Key Points
            - Use the highest‑yield diagnostic test early; do not let testing delay time‑critical therapy.
- Set objective targets and reassess frequently.
- Plan definitive source control or disease‑specific therapy when indicated; document follow‑up and patient education.
                                        Algorithm
            - Determine purulent vs nonpurulent; drain abscesses.
- Start empiric antibiotics tailored to phenotype and risk factors; escalate for systemic toxicity.
- Address predisposing conditions; provide recurrence prevention plan.
                                        Clinical Synopsis & Reasoning
            Erythema, warmth, and tenderness of skin/subcutaneous tissue. Differentiate purulent vs nonpurulent cellulitis; drain abscesses and choose antibiotics considering MRSA risk. Address risk factors (tinea pedis, edema, venous stasis) to prevent recurrence.

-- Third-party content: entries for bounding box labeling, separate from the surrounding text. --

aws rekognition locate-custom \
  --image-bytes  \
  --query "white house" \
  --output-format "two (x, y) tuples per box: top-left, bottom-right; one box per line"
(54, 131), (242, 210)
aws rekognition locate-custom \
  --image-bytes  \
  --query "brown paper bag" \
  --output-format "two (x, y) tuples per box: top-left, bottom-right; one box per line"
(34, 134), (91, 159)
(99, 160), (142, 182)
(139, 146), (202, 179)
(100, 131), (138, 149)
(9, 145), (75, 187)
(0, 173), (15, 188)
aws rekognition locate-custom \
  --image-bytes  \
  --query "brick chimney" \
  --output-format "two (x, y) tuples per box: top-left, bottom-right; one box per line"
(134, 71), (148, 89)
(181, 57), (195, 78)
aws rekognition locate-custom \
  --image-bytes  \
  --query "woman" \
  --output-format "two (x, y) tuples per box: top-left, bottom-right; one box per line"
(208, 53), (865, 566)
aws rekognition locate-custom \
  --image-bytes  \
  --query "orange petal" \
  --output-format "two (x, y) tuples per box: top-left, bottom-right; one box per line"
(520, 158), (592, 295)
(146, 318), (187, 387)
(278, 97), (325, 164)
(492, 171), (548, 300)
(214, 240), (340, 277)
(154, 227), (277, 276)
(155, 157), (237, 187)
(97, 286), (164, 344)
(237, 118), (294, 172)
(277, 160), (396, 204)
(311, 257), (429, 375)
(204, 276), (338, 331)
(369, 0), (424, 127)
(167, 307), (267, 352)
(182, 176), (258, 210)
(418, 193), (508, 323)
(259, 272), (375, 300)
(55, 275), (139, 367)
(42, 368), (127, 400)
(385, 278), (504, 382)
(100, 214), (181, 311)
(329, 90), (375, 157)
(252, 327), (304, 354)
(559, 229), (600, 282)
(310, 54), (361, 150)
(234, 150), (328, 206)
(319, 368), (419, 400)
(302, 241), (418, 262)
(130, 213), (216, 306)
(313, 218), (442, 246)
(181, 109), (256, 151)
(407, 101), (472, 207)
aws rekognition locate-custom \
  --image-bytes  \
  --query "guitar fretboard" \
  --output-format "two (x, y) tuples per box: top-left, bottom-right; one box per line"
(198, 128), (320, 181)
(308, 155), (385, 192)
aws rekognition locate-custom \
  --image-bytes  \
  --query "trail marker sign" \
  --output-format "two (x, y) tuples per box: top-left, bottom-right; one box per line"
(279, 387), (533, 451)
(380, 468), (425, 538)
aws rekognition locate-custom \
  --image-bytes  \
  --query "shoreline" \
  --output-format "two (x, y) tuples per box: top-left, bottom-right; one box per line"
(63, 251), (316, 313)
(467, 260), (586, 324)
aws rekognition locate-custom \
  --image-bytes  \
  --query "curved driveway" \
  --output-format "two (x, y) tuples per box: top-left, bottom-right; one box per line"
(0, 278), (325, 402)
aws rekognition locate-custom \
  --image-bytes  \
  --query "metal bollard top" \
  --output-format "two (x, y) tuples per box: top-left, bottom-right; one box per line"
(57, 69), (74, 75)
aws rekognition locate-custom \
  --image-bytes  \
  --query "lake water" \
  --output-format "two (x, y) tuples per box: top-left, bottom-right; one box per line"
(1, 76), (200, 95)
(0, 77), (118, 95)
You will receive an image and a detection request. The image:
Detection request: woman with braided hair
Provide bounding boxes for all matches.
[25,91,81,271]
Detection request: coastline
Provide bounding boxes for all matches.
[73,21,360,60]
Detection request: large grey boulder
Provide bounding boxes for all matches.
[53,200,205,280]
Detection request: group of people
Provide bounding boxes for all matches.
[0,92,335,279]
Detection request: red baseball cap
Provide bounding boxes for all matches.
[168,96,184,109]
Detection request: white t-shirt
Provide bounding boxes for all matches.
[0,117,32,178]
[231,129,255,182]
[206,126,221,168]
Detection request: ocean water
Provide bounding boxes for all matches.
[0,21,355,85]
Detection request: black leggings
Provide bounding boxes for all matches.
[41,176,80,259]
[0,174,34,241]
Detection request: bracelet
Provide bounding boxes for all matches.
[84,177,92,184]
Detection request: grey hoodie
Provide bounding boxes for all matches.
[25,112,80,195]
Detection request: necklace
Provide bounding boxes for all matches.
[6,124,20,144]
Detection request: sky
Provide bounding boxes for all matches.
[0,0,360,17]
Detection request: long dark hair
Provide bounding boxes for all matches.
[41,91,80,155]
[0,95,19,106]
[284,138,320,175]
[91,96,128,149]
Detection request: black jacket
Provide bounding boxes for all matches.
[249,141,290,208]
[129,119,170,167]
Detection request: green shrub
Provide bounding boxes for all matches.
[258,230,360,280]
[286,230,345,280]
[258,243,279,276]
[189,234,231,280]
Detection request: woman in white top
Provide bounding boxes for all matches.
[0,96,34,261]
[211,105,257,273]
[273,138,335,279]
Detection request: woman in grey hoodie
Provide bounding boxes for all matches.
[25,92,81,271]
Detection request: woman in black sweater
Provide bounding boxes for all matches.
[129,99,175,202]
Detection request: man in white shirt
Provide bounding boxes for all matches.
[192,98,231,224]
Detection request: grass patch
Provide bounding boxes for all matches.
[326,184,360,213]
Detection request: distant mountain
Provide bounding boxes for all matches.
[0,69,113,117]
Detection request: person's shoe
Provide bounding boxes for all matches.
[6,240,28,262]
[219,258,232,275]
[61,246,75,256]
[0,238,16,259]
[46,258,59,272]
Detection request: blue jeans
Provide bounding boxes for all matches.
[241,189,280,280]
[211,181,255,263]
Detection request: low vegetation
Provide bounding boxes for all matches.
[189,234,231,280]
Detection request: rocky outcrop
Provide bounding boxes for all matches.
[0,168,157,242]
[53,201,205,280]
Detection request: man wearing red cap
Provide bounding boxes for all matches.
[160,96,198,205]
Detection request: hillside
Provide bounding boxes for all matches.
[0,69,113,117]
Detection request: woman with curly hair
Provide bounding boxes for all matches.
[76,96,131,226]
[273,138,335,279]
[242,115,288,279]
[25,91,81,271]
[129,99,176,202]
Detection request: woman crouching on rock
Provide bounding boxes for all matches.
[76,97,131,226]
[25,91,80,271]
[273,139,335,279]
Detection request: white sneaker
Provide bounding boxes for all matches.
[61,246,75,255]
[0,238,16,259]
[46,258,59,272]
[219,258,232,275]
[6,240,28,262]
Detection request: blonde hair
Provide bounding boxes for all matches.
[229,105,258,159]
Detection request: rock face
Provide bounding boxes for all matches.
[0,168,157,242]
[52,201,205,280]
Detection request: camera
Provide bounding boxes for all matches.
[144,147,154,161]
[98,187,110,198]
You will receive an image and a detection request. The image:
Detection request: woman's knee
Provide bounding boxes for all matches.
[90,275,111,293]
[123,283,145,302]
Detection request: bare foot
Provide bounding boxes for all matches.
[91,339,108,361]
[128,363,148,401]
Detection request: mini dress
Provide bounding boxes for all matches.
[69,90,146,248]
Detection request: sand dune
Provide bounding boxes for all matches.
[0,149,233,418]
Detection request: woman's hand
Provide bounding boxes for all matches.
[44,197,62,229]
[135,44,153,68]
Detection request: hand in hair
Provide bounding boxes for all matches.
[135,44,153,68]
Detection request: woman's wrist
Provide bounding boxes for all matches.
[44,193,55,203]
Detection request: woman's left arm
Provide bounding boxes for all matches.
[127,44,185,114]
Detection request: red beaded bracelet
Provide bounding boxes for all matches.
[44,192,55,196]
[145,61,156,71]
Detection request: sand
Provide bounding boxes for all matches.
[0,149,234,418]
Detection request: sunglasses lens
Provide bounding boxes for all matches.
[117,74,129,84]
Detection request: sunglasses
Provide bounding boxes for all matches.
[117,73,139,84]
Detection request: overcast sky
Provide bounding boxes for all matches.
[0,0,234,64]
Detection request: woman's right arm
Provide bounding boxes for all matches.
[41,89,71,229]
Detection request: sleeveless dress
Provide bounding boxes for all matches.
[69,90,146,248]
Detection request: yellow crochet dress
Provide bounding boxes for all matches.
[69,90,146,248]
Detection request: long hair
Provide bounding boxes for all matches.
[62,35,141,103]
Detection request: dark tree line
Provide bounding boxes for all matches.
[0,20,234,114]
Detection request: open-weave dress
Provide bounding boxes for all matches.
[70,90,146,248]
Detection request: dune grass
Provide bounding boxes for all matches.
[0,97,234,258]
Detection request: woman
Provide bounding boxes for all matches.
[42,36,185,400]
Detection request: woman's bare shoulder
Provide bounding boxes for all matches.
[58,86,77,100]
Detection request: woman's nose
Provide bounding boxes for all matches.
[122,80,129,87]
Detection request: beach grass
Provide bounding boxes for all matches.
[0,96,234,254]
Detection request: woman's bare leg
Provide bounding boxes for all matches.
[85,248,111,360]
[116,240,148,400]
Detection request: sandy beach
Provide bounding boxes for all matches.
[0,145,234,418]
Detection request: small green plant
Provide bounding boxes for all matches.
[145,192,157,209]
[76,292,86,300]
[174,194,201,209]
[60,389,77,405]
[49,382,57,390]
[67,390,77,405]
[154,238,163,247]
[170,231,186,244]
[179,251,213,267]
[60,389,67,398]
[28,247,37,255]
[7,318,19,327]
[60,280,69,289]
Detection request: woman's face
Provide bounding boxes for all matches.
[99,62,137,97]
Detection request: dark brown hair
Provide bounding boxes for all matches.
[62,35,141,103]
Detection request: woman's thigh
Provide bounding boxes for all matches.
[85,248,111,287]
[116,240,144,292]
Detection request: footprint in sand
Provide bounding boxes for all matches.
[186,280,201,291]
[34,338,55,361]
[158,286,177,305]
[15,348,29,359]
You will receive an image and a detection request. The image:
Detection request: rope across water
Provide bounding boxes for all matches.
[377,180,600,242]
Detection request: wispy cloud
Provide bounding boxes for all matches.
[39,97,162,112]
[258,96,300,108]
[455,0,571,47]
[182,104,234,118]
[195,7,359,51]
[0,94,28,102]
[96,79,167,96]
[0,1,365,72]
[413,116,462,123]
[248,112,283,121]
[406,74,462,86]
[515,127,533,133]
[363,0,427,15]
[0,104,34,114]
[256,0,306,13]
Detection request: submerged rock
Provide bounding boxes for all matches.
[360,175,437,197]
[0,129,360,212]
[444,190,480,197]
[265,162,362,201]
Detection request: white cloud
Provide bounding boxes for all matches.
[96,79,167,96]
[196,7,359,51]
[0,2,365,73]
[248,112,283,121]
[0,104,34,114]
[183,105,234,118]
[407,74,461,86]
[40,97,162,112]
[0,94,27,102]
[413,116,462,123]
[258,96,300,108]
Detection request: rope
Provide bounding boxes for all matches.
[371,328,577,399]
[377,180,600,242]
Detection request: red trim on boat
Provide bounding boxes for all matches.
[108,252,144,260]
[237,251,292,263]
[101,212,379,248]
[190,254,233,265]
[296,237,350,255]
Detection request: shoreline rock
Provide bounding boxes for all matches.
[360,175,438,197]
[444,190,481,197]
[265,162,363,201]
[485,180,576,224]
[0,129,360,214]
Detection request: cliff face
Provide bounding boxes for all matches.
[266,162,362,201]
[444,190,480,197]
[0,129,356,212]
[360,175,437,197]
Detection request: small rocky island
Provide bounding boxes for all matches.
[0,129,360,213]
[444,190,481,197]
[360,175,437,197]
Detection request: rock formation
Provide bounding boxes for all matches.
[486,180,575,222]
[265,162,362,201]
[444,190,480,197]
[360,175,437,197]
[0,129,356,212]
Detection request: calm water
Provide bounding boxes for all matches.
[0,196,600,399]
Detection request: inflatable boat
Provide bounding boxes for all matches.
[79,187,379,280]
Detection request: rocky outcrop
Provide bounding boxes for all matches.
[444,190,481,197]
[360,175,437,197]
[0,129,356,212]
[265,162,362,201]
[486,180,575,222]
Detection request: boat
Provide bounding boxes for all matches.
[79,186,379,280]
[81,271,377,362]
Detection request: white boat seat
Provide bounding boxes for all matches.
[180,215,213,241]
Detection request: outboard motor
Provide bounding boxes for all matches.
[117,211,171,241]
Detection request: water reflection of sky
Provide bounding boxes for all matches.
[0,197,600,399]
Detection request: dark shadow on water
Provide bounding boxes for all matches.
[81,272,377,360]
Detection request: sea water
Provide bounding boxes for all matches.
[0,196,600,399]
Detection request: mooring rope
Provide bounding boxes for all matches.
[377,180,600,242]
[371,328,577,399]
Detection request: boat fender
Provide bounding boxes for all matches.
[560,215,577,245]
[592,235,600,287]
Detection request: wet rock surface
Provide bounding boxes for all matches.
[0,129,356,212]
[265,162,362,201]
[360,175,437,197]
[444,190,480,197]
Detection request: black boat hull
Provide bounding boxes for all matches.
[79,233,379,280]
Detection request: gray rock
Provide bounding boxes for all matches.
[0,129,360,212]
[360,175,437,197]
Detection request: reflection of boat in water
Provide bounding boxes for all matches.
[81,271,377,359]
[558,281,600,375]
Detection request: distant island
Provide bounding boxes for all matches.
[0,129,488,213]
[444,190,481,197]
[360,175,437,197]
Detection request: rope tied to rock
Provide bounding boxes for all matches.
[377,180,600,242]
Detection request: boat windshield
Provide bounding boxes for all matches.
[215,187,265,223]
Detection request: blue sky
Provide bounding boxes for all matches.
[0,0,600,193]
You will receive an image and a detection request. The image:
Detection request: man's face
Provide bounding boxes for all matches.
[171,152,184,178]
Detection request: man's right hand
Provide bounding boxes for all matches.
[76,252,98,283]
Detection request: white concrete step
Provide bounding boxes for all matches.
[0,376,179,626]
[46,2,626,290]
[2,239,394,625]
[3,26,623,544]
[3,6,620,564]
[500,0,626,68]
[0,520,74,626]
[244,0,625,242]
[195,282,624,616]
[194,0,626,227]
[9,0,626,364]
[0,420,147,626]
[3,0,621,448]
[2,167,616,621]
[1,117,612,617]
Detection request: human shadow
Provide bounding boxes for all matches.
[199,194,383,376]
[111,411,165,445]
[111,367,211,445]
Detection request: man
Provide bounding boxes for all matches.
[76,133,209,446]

                                        Treatment Strategy & Disposition
            Stabilize ABCs. Initiate guideline‑concordant first‑line therapy with precise dosing and continuous monitoring. Escalate to advanced/procedural interventions based on explicit failure criteria. Define ICU, step‑down, and ward disposition triggers; involve specialty teams early.
                                        Epidemiology / Risk Factors
            - Risk varies by comorbidity and precipitants; see citations for condition‑specific data.
                                        Investigations
            
              
                | Test | Role / Rationale | Typical Findings | Notes | 
|---|
                
                  | Clinical exam and ultrasound (abscess?) | Phenotype | Purulent vs nonpurulent | Guides therapy | 
| Cultures (if purulent, severe, or immunocompromised) | Etiology | MRSA/MSSA/streptococci | Tailor therapy | 
| Assess predisposing conditions (edema, tinea) | Prevention | Reduce recurrence | — | 
                
              
             
                                        High-Risk & Disposition Triggers
            
              
                | Trigger | Why it matters | Action | 
|---|
                
                  | Rapid progression/systemic toxicity | Severe infection | Admit; broad IV antibiotics; r/o NSTI | 
| Facial/periorbital involvement | Complications | Specialty consults | 
                
              
             
                                        Pharmacology
            
              
                | Medication/Intervention | Mechanism | Onset | Role in Therapy | Limitations | 
|---|
                
                  | Incision and drainage (purulent) | Source control | Immediate | Primary therapy for abscess | — | 
| Cephalexin/Dicloxacillin (nonpurulent) or TMP‑SMX/Doxycycline/Clindamycin (purulent/MRSA risk) | Antibiotics | Hours | Empiric coverage | Adjust to culture | 
| Elevation/compression and skin care | Adjunct | Days | Reduce edema and recurrence | — | 
                
              
             
                                        Prognosis / Complications
            - Outcome depends on timeliness of diagnosis and definitive therapy; monitor for complications.
                                        Patient Education / Counseling
            - Provide red‑flag education, adherence guidance, and explicit return precautions; arrange timely specialty follow‑up.